Le Cameroun est devenu la quatrième nation seulement à remporter la Coupe d'Afrique des nations féminine (CAN féminine), rejoignant ainsi le Nigeria, la Guinée équatoriale et l'Afrique du Sud au palmarès, après avoir écrasé le Malawi 3-0 lors de la finale disputée dimanche.

L'édition 2026 au Maroc peut être considérée comme un succès, même si elle a été reportée à peine 12 jours avant le coup d'envoi initialement prévu en mars.

BBC Sport Africa revient sur les enseignements tirés de ces trois semaines de compétition à Rabat et à Casablanca.

L'extension a fonctionné

La décision de la Confédération africaine de football (CAF) d'élargir la Wafcon à 16 équipes était justifiée, même si cette annonce semblait un peu de dernière minute, intervenant en plein milieu d'une phase de qualification prévue pour sélectionner 12 équipes.
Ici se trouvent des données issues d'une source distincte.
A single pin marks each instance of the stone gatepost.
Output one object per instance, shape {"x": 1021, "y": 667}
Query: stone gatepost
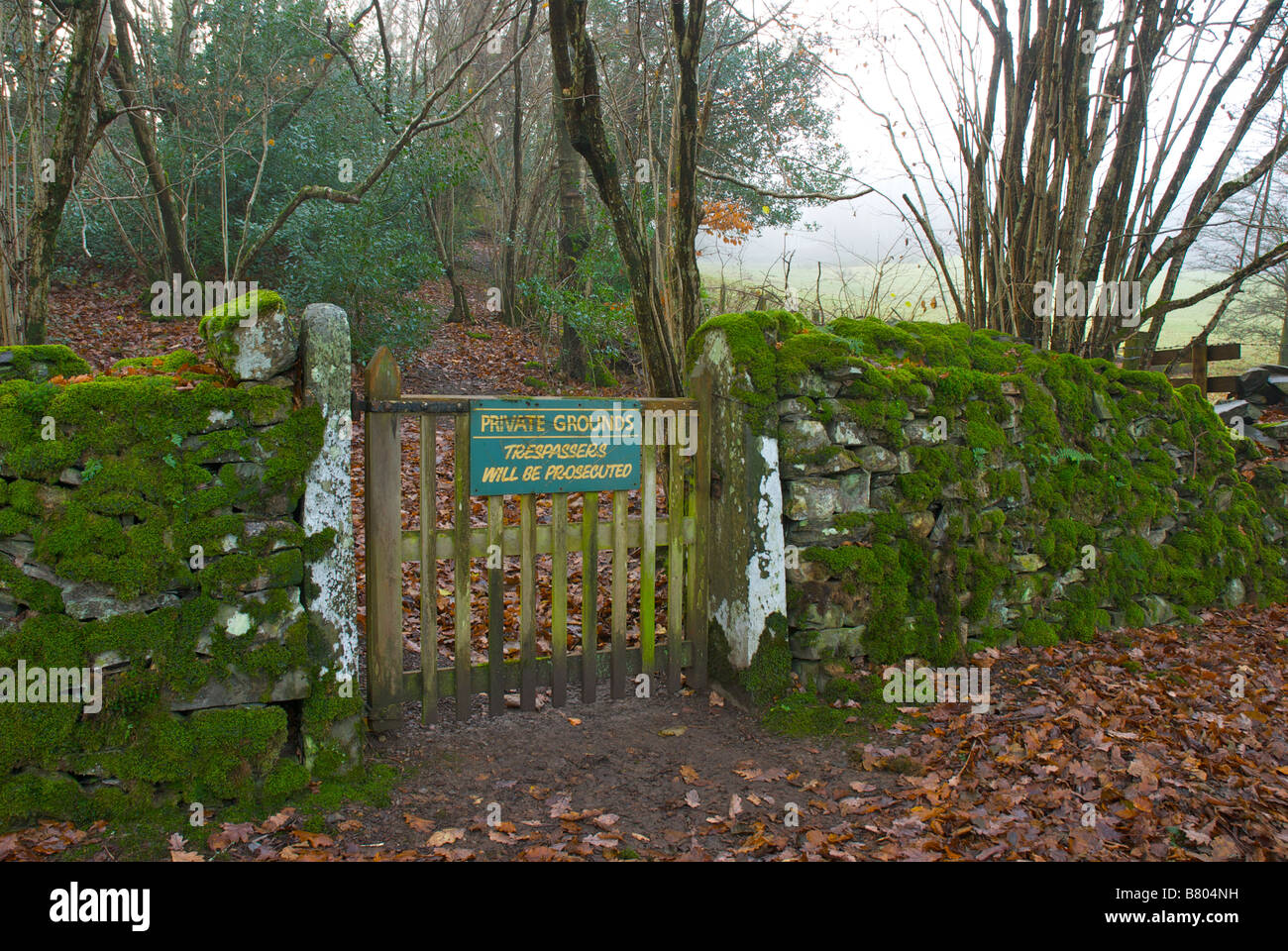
{"x": 747, "y": 583}
{"x": 330, "y": 582}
Les « Lionnes indomptables », éliminées par l'Algérie lors de ces éliminatoires, ont été les grandes gagnantes de l'élargissement du tournoi : elles se sont qualifiées grâce à leur classement mondial avant de remporter le titre.

La Côte d'Ivoire, qui, tout comme le Cameroun, n'avait pas participé à la dernière édition de la CAN féminine et s'était également qualifiée pour cette phase finale grâce à son classement, a terminé en tête de son groupe avant de s'incliner face aux Algériennes en quarts de finale.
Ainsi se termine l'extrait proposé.